In the aftermath, Alice described how ‘she could not bear it’ so went out and broke windows at Mr Harcourt’s House, who held the Cabinet post of Secretary of State for the Colonies from 1910 to 1915.
Partly as a result of the treatment they received at this protest, the WSPU increasingly turned to property destruction and other militant methods to draw attention to their cause. These shocking clashes on 18 November 1910 became known in suffrage history as ‘Black Friday’.
Deputation of Working Women
Alice was clearly determined to win the vote; she participated in protests outside Parliament and window smashing campaigns when she deemed it necessary but, like many suffragette campaigners, she also acknowledged the power of words.
In 1913, ‘The Suffragette’ issued a call to working women from across the country to be part of a deputation to the Treasury. Flora Drummond, known as the ‘General’, led this group of women to speak with David Lloyd George.
Representing a range of trades, the deputation spoke about the struggles they faced as women and the striking disparity in wages compared to men in similar jobs. Their aim was to articulate why, for many working women, gaining the vote was just one element of the struggle for equality. Alice was one of the women: she represented herself, but also the women workers in the boot and shoe trade in Leicester. Alongside her were fisherwomen from Newhaven, sweated workers based in London and even ‘pit-brow lasses’.
In her powerful statement to Lloyd George, Alice referenced the terrible, sweating conditions in which she worked, and the inequality in her pay compared to men doing the same job.
She talked about the irony that, under the proposed bill, her two sons would have the vote but, as their mother, she would not.
I have two sons who have been working for the country, one in the Army and one in the Navy. Those sons under this new bill – the Manhood Suffrage bill – would have votes. I, the mother who brought them into the world, have nothing.

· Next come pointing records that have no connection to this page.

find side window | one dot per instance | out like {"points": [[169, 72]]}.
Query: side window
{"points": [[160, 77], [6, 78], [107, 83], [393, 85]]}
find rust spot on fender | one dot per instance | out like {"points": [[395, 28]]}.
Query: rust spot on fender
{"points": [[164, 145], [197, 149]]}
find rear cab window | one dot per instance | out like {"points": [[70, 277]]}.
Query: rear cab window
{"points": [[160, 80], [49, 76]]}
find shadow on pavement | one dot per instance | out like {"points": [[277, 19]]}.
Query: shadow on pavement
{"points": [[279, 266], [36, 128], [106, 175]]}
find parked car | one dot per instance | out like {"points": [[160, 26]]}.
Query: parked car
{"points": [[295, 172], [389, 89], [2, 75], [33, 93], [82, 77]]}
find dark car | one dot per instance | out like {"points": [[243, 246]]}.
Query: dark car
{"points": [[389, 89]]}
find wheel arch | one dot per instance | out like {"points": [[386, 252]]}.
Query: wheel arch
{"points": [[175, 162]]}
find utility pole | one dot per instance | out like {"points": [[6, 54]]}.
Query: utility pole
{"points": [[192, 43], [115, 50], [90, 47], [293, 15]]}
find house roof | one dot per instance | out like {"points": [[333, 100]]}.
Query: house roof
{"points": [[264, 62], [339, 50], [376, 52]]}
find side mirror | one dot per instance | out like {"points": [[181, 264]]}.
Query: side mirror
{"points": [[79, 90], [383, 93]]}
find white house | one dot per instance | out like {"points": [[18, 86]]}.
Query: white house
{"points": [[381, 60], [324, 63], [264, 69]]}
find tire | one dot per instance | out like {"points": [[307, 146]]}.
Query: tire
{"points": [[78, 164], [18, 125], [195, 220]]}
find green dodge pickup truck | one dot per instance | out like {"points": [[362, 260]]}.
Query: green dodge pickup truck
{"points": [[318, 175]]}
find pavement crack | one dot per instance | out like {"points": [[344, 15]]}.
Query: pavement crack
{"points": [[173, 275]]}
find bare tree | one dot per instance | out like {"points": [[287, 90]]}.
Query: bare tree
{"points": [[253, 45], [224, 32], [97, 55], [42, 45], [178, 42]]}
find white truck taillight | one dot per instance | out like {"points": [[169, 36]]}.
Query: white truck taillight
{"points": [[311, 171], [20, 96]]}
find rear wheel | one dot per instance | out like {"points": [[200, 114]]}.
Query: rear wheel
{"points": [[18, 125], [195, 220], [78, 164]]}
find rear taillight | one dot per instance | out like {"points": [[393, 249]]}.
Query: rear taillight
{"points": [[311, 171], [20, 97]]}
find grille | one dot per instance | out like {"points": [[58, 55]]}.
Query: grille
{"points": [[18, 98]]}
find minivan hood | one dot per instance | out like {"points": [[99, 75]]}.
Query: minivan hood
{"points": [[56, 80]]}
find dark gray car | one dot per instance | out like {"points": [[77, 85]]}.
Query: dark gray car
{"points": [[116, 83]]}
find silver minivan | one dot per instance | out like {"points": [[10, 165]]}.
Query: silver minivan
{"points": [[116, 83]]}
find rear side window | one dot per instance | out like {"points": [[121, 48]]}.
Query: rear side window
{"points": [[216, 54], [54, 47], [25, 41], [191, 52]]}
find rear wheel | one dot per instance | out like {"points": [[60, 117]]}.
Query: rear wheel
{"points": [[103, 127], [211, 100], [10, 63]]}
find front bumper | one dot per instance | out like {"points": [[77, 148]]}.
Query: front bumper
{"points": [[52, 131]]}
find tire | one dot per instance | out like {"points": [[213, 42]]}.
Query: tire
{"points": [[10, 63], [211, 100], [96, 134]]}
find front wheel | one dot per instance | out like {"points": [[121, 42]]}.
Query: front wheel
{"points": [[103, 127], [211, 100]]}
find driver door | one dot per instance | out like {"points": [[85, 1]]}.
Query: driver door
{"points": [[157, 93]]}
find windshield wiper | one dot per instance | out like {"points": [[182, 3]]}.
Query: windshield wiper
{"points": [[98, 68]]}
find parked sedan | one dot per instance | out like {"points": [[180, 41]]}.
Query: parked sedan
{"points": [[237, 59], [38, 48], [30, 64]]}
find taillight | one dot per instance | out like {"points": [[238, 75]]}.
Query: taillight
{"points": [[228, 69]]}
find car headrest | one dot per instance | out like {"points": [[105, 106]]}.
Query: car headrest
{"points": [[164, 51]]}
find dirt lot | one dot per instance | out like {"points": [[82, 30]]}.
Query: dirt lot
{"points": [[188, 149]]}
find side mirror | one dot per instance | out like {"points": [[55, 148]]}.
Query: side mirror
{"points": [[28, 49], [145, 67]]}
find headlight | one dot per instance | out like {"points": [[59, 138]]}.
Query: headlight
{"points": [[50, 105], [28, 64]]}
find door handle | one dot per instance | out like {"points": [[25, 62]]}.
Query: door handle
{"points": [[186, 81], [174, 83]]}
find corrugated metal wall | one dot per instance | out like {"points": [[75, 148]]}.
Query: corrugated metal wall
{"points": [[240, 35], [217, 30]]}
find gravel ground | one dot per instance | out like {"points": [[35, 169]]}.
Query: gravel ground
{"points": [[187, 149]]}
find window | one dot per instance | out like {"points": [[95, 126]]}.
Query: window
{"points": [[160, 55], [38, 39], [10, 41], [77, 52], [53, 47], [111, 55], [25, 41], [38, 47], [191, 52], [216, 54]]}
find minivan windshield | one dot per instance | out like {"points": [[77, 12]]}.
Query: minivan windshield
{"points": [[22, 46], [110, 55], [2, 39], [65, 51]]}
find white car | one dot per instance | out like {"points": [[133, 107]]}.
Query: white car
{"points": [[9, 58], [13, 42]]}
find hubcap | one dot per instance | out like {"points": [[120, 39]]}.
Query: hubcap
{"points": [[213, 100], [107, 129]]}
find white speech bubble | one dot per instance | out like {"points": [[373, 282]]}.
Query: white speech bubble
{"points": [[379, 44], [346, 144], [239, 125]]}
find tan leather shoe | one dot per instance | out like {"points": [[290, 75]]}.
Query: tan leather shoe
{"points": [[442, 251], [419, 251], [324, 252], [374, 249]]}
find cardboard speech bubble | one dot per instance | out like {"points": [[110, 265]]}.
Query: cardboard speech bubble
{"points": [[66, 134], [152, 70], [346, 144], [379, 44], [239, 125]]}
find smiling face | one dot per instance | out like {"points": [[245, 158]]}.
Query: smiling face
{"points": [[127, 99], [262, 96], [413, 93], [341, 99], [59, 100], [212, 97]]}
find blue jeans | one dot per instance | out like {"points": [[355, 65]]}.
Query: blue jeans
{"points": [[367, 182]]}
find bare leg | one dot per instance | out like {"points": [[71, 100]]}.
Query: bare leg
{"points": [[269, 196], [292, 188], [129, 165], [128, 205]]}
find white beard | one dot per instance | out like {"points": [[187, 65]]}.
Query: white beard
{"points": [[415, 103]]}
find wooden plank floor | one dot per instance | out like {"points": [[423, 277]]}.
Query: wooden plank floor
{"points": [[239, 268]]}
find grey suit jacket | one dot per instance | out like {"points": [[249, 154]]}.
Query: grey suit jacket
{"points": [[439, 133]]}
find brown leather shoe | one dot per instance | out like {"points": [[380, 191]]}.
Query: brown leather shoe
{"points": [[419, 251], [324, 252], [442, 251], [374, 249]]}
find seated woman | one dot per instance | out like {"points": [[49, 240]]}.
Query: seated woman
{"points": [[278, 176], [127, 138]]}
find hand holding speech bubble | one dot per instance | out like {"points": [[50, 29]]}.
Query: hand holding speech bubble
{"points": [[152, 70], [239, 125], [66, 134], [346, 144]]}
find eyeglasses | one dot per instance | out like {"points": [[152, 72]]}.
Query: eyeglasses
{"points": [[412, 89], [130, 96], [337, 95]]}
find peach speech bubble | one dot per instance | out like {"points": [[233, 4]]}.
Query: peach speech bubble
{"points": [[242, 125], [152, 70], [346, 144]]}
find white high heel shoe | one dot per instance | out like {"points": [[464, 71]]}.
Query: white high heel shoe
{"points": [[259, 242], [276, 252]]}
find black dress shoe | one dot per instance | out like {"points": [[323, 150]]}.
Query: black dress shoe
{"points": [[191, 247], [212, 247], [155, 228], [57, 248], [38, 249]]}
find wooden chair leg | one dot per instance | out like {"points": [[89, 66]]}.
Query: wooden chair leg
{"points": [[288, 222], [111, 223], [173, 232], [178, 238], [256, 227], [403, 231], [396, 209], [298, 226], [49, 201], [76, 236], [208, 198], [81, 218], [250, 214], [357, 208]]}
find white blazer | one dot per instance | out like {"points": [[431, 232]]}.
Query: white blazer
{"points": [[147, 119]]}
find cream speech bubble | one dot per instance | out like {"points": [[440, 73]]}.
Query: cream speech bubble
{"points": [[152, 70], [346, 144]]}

Her testimony ends with the statement from her representing the workers in her union.
My Trades Union, which is composed of a thousand members, sends this message to you: ‘Tell Mr. Lloyd George that we demand the vote at once and we hope that when you come back, you will be able to tell us it has been granted.’
During the deputation, Lloyd George gave assurance that amendments to the Reform Bill would be carried. Despite the women’s powerful testimonies, the amendments were dropped that same evening. This was one of many in a long line of frustrations for suffrage campaigners.
Working class women and the vote: 1928 Equal Franchise Act
In 1918, Alice was one of the approximately 20% of women over 30 who would not have met the property qualification to vote, despite the huge lengths she went to in her fight for equality.
Alice won her right to vote a decade later, under the 1928 Representation of the People (Equal Franchise) Act. After her involvement in the women’s suffrage movement she continued to be a lifelong campaigner for equality through the trade union movement.
Some of the most committed suffrage campaigners were not able to vote in the December 1918 election – how did they feel? Cheated, or celebratory for the women who now could?
Today marks 90 years since the Equal Franchise Act was passed, and 90 years since dedicated, working-class Suffragette Alice could vote.